La sortie de la néonat................une attente interminable, une perspective à peine pensable, une promesse de soulagement...............et pourtant lorsque la date fatidique approche, entre empressement et angoisses, les questions se multiplient "et maintenant.....et après?" "Quelles précautions prendre?", autant d'interrogations qui viennent dire de la difficulté "à retourner à la vie dehors", à quitter ce lieu ambivalent qui a pu être identifié à la fois comme source de toutes les angoisses pour les parents, mais en même temps tellement rassurant grâce à la présence et au soutien des soignants au quotidien; un lieu indispensable au cours de ces semaines difficiles dont l'importance s'incarne à travers les nombreux témoignages de reconnaissance des parents et les liens gardés avec les soignants qui ont pris soin de leur bébé, mais aussi d'eux.

"et après.....? " Comment écrire la suite de l'histoire avec un premier chapitre si bouleversant?            " bébé et maman vont bien maintenant, la néonat c'est du passé, il faut aller de l'avant". Cette phrase est bien connue des parents et exprimée par les proches, amis, collègues rassurés de savoir bébé enfin sorti. Et pourtant, ce n'est pas si simple. Les craintes, inquiétudes, doutes ressentis par les parents pendant l'hospitalisation, l'image d'un petit être si fragile, si vulnérable ne trouvent pas toujours une résolution immédiate à la simple sortie de l'hôpital. L'histoire vécue ne s'efface pas, elle a eu lieu, elle est écrite, la page peut être difficile à tourner, le livre continue à s'écrire, enrichi de ce premier chapitre.

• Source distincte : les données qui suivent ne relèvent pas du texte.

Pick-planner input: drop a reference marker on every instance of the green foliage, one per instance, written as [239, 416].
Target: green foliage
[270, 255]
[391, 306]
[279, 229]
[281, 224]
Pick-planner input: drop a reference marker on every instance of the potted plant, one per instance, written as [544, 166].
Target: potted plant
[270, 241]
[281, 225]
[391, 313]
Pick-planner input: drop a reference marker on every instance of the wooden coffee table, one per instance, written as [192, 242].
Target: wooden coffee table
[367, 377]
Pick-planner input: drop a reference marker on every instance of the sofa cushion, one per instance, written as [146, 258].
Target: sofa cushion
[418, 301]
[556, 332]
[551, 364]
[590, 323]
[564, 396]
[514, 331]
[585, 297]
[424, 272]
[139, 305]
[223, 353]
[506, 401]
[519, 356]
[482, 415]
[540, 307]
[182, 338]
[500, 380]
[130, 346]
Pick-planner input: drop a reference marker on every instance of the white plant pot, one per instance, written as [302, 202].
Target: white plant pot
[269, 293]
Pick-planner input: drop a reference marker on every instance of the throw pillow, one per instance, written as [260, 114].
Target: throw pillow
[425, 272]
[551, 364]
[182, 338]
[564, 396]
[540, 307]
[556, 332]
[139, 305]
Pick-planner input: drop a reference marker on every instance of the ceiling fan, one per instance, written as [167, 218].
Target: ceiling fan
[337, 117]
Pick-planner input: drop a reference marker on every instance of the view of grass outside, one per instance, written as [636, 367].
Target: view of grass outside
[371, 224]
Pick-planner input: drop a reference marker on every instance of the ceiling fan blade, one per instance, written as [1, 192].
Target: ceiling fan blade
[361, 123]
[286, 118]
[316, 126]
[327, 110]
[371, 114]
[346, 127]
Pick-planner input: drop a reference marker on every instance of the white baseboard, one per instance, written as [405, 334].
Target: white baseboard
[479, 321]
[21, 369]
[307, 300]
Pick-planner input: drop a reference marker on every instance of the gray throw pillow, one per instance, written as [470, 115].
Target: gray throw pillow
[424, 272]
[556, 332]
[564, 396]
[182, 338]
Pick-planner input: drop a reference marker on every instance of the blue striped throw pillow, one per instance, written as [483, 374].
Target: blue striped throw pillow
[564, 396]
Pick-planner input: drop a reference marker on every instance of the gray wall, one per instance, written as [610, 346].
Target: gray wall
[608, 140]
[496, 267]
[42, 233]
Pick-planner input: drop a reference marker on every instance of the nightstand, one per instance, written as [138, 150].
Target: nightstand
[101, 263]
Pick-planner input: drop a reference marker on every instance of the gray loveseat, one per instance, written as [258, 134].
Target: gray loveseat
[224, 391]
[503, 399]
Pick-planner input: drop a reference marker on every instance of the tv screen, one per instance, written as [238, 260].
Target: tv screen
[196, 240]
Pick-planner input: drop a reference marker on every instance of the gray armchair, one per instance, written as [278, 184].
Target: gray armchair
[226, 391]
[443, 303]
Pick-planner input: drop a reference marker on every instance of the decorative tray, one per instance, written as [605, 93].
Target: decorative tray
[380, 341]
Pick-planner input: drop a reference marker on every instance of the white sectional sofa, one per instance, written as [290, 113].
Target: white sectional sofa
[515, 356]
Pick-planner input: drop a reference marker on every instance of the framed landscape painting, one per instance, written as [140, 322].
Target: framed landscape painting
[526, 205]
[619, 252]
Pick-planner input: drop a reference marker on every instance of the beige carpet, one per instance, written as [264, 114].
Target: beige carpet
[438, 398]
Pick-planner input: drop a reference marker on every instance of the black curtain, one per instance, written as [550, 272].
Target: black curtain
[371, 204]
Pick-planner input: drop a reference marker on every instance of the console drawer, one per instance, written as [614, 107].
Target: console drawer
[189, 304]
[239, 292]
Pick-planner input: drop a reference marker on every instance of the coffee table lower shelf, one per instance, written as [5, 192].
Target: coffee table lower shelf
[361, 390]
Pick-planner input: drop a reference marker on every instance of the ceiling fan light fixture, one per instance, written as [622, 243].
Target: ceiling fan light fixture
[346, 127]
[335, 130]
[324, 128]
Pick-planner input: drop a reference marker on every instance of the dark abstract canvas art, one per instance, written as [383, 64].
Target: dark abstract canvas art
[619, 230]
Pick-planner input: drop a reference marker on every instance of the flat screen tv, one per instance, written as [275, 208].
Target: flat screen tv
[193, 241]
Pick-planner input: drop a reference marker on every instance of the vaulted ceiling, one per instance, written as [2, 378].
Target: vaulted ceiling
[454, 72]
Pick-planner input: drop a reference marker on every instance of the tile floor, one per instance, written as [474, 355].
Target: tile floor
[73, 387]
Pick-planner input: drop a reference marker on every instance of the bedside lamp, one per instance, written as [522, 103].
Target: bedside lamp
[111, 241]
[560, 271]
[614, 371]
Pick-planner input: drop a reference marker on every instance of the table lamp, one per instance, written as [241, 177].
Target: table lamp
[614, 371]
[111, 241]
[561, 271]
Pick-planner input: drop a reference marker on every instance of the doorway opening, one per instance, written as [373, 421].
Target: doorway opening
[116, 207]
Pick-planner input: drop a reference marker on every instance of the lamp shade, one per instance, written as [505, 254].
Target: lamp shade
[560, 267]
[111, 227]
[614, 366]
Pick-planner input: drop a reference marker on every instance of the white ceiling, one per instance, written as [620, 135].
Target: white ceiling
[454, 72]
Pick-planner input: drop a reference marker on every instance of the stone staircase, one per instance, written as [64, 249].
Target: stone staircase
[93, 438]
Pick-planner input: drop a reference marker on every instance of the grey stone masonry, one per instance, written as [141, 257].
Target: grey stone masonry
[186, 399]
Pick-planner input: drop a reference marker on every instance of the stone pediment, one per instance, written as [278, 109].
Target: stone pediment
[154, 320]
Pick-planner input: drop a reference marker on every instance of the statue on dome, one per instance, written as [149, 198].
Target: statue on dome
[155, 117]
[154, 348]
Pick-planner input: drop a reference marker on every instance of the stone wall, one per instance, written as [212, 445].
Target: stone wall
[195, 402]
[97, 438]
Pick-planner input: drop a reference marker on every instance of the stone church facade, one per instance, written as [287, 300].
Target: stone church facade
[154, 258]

"et......après?"  Bien souvent les mamans viennent nous rencontrer après la sortie de l'hôpital se sentant dépassée, envahie par des émotions inattendues "Je pleure parfois, je m'inquiète d'un rien alors que maintenant tout va bien......je ne comprends pas j'étais plus forte quand mon bébé était hospitalisé alors qu'il n'allait pas bien". Cette situation est loin d'être rare et est tout à fait normale après un épisode difficile dans sa vie. En effet, il est fréquent de constater que les parents montrent des ressources auxquelles ils ne s'attendaient pas eux-mêmes au cours de l'hospitalisation de leur bébé, des ressources permettant de tenir le coup, de dépasser des angoisses insurmontables, de les mettre à distance, d'être fort pour leur bébé. C'est alors que quelques temps après le retour à la maison, quand la tension se relâche, que les angoisses s'apaisent, les émotions vécues, jusqu'alors enfouies, peuvent émerger, de façon plus ou moins bruyante, étonnant les parents et inquiétant les proches. Cette situation est fréquente et le retour à la normal survient dans la plupart des cas, en étant rassuré de voir son bébé grandir et s'épanouir. Néanmoins parfois, ces inquiétudes demeurent et font souffrir les parents qui ont besoin de revenir sur cette histoire, d'évoquer cette période avec un professionnel ou encore de partager leur vécu avec d'autres parents ayant été eux aussi confrontés à "une cigogne passée trop tôt".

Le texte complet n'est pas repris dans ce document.